Christmas is a-cummin’ — what to get for the boy who has everything?
As Rascal: A Toy Story begins, new Channel 1 Releasing discovery Drake Riley drops into a West Hollywood sex shop searching for a great new toy to play with and chooses… the Blake Riley Vibrating Ass.
The what, now?
Well, you know how they make fake dicks that vibrate while you stick them up your departments? That seemed a little one-sided, so after years of research and development we can now play with a rubber ass.
Fuck it whenever you want, feel it humming and churning around your stiffy, and no need to cuddle after.
The perfect first choice model for this unique device was Blake Riley, one of Channel 1’s biggest stars and finest rumps.
So Drake takes “Blake” home and begins jerking off through his red mesh jockstrap while fingering the receptive rubber orifice. And as he plays, he fantasizes that the real Blake Riley comes to life and joins the fun.

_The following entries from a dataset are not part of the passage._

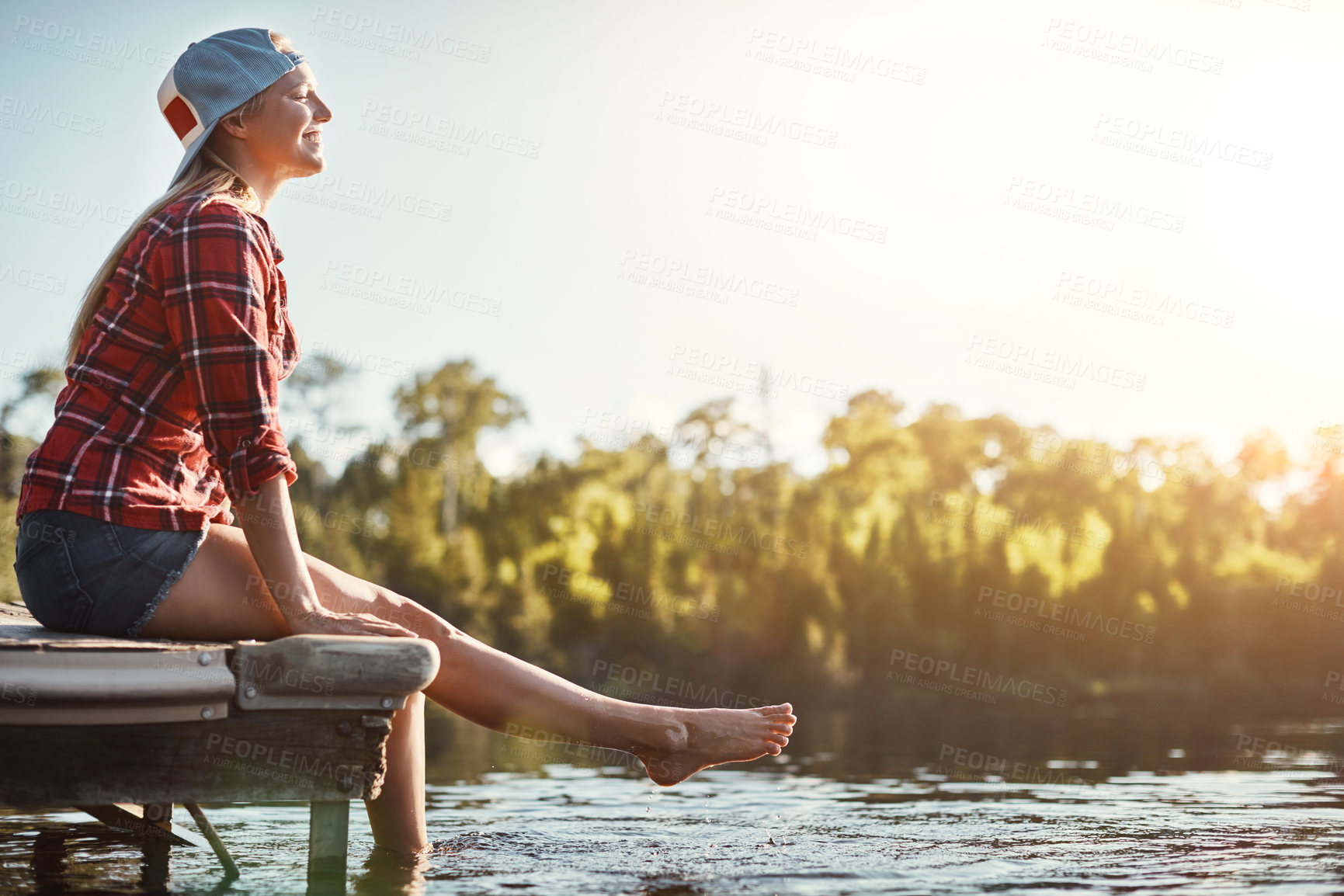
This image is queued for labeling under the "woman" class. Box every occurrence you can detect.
[15,28,797,853]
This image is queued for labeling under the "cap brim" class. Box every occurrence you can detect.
[168,118,219,189]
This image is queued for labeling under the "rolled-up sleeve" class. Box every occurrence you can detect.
[158,200,298,504]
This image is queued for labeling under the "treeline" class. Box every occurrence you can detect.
[0,357,1344,714]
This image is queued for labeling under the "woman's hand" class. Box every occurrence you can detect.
[289,607,419,638]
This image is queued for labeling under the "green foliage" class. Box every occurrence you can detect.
[0,361,1344,710]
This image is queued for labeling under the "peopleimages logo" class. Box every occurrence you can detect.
[974,585,1157,644]
[887,648,1068,707]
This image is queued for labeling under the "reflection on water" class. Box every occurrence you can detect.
[8,714,1344,894]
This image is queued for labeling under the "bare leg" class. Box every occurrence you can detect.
[142,525,797,800]
[364,693,429,853]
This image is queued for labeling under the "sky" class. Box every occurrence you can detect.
[0,0,1344,475]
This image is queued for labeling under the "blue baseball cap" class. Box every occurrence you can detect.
[158,28,307,186]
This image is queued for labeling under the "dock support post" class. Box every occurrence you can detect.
[307,799,349,892]
[182,802,238,880]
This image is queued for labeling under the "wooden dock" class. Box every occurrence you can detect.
[0,605,438,892]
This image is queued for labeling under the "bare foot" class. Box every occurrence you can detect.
[634,703,798,787]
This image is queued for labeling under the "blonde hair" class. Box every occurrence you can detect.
[64,31,294,366]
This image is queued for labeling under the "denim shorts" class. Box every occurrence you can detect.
[13,510,210,638]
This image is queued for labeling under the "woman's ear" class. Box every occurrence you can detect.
[215,112,248,138]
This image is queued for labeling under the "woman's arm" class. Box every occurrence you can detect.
[234,475,417,638]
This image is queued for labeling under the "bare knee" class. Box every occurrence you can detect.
[372,585,465,640]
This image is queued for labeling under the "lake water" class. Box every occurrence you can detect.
[8,719,1344,896]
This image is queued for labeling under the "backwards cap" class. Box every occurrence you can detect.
[158,28,307,186]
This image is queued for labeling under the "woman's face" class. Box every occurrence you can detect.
[245,62,332,177]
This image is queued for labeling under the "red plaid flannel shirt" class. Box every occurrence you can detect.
[15,195,300,530]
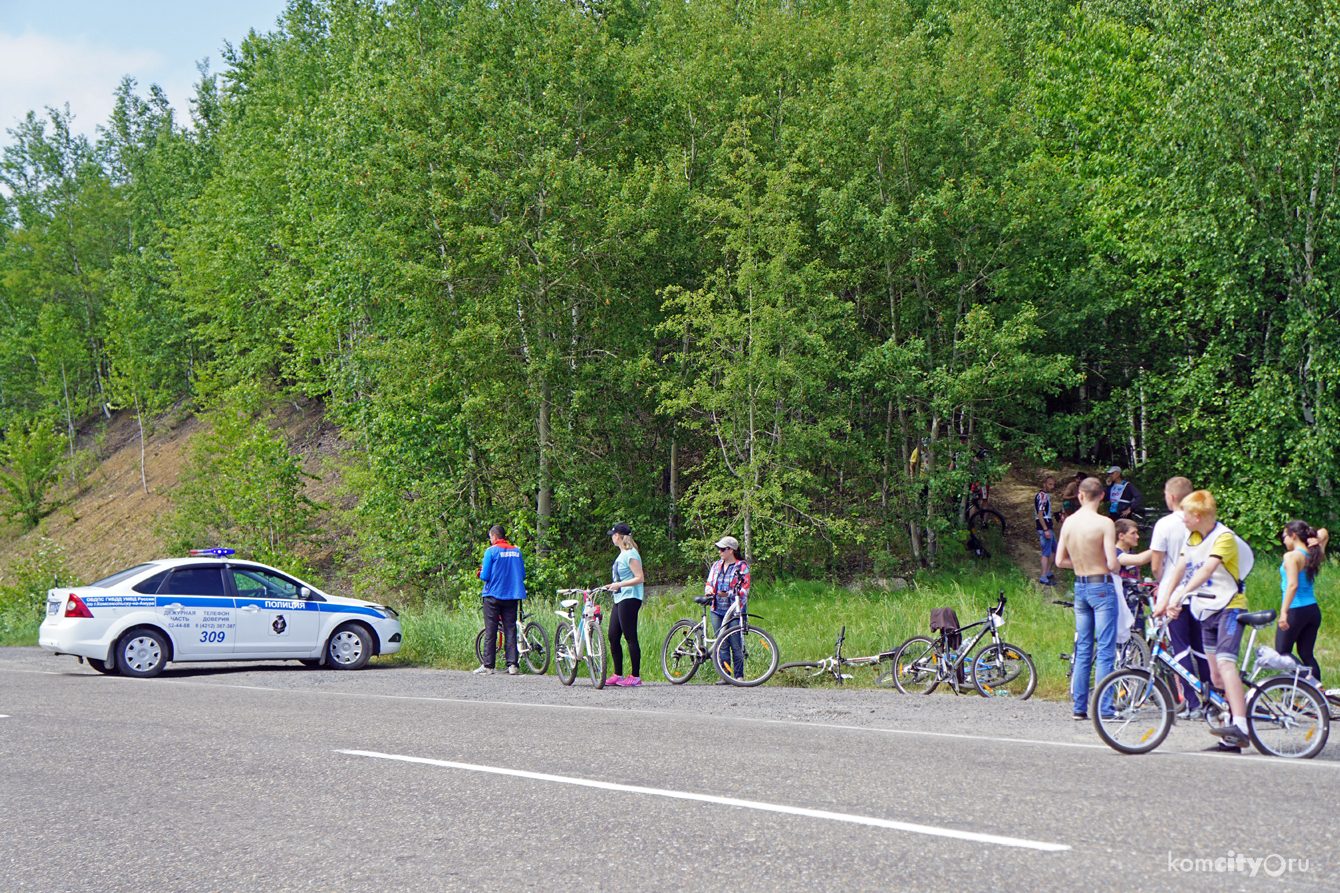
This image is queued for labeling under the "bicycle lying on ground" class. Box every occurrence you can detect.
[777,626,898,687]
[661,593,781,688]
[1092,610,1331,759]
[879,590,1037,700]
[474,599,549,676]
[553,587,608,688]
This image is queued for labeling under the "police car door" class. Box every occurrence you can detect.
[228,567,322,654]
[155,564,237,660]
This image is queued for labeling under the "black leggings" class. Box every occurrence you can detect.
[1274,605,1321,681]
[610,598,642,678]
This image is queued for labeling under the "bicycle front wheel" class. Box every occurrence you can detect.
[1091,668,1177,754]
[879,636,939,695]
[967,508,1005,536]
[1248,676,1331,759]
[972,642,1037,701]
[661,619,702,685]
[523,621,549,676]
[712,623,781,688]
[553,621,578,685]
[587,617,608,688]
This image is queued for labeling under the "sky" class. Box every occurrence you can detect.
[0,0,287,145]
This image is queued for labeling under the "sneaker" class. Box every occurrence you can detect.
[1210,725,1252,747]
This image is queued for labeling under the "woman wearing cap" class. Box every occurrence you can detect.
[604,522,642,688]
[704,536,749,685]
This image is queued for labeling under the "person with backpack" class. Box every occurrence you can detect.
[1154,489,1254,754]
[1274,520,1331,682]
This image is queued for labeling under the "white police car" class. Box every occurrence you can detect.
[38,548,401,677]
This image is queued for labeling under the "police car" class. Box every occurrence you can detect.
[38,548,401,677]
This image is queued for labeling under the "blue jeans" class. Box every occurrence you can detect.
[712,611,745,678]
[1071,581,1118,713]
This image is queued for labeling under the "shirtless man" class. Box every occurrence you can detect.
[1056,477,1122,720]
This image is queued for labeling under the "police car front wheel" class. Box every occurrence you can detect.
[326,623,373,669]
[117,629,172,678]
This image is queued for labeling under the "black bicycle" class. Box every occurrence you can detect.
[967,484,1005,536]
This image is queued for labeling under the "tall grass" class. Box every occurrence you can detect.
[385,555,1340,699]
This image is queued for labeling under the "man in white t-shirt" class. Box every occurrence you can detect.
[1150,477,1210,719]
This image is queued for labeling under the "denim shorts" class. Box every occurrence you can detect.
[1201,607,1242,664]
[1037,530,1056,558]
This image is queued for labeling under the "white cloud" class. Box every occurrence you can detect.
[0,31,162,143]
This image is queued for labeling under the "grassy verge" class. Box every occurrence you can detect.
[387,549,1340,699]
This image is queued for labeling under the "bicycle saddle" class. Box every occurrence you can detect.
[1238,607,1280,626]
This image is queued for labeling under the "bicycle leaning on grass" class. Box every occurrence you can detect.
[1093,609,1331,759]
[553,586,610,688]
[661,590,781,688]
[879,590,1037,701]
[777,626,898,687]
[474,599,549,676]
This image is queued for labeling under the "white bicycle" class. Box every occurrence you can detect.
[553,586,610,688]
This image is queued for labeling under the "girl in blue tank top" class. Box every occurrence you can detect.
[1274,520,1331,682]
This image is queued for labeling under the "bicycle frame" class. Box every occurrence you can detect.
[553,586,608,661]
[779,626,898,685]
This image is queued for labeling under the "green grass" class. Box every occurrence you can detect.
[385,547,1340,699]
[13,541,1340,699]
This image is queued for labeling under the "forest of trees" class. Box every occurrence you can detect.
[0,0,1340,591]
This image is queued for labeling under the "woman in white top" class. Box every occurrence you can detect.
[604,522,642,688]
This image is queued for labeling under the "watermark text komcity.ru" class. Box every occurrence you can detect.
[1168,850,1308,877]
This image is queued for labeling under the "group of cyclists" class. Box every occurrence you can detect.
[474,522,750,688]
[1033,465,1329,752]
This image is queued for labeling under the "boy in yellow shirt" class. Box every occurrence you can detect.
[1154,489,1250,750]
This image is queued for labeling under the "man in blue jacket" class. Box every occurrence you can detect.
[474,524,525,676]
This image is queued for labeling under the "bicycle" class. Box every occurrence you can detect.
[879,590,1037,701]
[474,599,549,676]
[661,591,781,688]
[967,484,1005,536]
[1093,610,1331,759]
[777,626,898,687]
[553,586,610,689]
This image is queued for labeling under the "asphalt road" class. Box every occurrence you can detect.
[0,649,1340,893]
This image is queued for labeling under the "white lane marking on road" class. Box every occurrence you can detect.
[0,666,1340,770]
[335,750,1071,853]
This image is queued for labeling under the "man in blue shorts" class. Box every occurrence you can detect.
[1033,475,1056,586]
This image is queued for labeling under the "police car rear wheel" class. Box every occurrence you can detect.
[326,623,373,669]
[117,629,168,678]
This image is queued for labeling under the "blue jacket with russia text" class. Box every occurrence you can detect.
[480,539,525,599]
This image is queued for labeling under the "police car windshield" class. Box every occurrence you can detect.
[88,564,153,589]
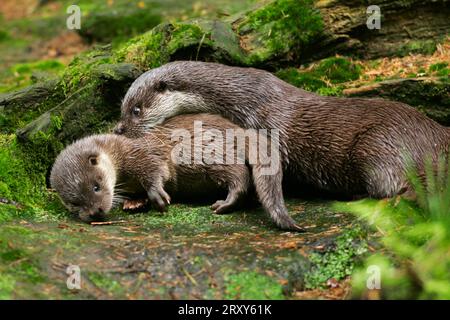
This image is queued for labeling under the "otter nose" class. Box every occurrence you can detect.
[114,123,125,134]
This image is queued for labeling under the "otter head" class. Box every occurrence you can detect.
[114,63,206,138]
[50,138,116,222]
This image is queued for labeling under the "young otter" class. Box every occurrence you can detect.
[116,61,450,227]
[50,115,250,222]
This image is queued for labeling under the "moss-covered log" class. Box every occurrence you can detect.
[343,78,450,126]
[314,0,450,59]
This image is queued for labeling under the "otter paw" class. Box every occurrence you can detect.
[211,200,233,214]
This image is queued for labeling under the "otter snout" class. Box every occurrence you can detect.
[114,122,125,134]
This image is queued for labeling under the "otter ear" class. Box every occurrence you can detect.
[89,154,98,166]
[154,80,167,92]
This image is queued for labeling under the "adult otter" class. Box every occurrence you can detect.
[116,61,450,220]
[50,114,294,230]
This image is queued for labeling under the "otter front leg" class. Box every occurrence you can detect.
[141,177,170,212]
[252,165,305,232]
[147,185,170,212]
[211,188,241,214]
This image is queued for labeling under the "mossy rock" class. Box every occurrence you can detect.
[276,57,361,95]
[343,77,450,126]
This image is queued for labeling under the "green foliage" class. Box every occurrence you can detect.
[314,57,361,84]
[0,29,10,43]
[237,0,323,64]
[276,57,361,96]
[304,228,367,289]
[0,135,42,203]
[225,271,284,300]
[0,60,64,92]
[79,4,161,43]
[115,25,168,69]
[398,40,436,56]
[347,159,450,299]
[428,62,450,77]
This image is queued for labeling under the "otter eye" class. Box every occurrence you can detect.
[93,184,101,192]
[131,107,141,116]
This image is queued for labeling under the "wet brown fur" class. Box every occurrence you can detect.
[117,61,450,229]
[50,115,250,222]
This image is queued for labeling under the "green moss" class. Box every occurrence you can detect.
[276,57,361,96]
[314,57,361,84]
[0,274,16,300]
[0,135,45,208]
[398,40,436,56]
[167,23,208,54]
[237,0,323,65]
[114,25,170,69]
[276,68,327,91]
[0,30,11,43]
[62,46,111,95]
[305,228,367,289]
[225,271,284,300]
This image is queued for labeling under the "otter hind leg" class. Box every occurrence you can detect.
[211,165,250,214]
[253,165,305,232]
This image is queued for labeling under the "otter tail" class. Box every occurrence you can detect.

What makes this extra freaky is that Drake and Blake look almost identical (hence the names). They could easily pass for twins, and here they are well and truly doing it.
I guess the idea is that it’s close enough to being brothers to be totally perverted, while still leaving enough wiggle room that those who can’t handle the idea can convince themselves they’re not brothers (because, well, they’re not).
Meanwhile, people who aren’t bothered in the first place can just enjoy two scorchingly hot young guys sucking, rimming and slam-bang fucking.
At one point, Blake actually penetrates his own ass — the rubber one, anyway — which has got to be some kind of first.
The flesh-toned toy is so realistic that when Blake pushes his hard dick in without a condom, I was about to get all uppity and reactionary before I realised he was fucking the fake.
That I’ve spent almost the whole column talking about one scene doesn’t detract from the rest of the film. Six other sexy guys also dive into the toybox to see what they can find, from tiny “training kit” buttplugs and cockrings (stunners Rod Daily and Johnny Hazzard) all the way up to gigantic rectum-ruining dildos (Jeremy Bilding and the remarkably capable Jackson Lawless).
Yeah, the whole movie is basically there to advertise Channel 1’s sex toy line, but can you imagine anything better under your tree?